ABC’s mischaracterization of Palin’s words was not the only one in the media. The Washington Post also did some last-minute clean-up in one of its articles on Palin — a front-page story Friday with the headline “Palin Links Iraq to Sept. 11 in Talk to Troops in Alaska.”
As pointed out by The Weekly Standard’s Bill Kristol, the original version posted online used harsher language than the one that hit Beltway newsstands early Friday morning.
The original passage, written by staff writer Anne E. Kornblut, read:
“Gov. Sarah Palin linked the war in Iraq with the Sept. 11 terrorist attacks, telling an Iraq-bound brigade of soldiers that included her son that they would ‘defend the innocent from the enemies who planned and carried out and rejoiced in the death of thousands of Americans.’
“The idea that the Iraqi government under Saddam Hussein helped Al Qaeda plan the attacks on the World Trade Center and the Pentagon, a view once promoted by Bush administration officials, has since been rejected even by the president himself.
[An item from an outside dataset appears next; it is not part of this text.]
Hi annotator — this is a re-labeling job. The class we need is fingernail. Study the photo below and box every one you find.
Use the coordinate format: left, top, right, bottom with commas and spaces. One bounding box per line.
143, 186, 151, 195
On any other day, Palin’s statement would almost certainly have drawn a sharp rebuke from Democrats, but both parties had declared a halt to partisan activities to mark Thursday’s anniversary.”
But in the print version, and the version now appearing on the newspaper’s Web site, the article softened its claim a bit by swapping in the last line with this: “But it is widely agreed that militants allied with Al Qaeda have taken root in Iraq since the U.S.-led invasion.”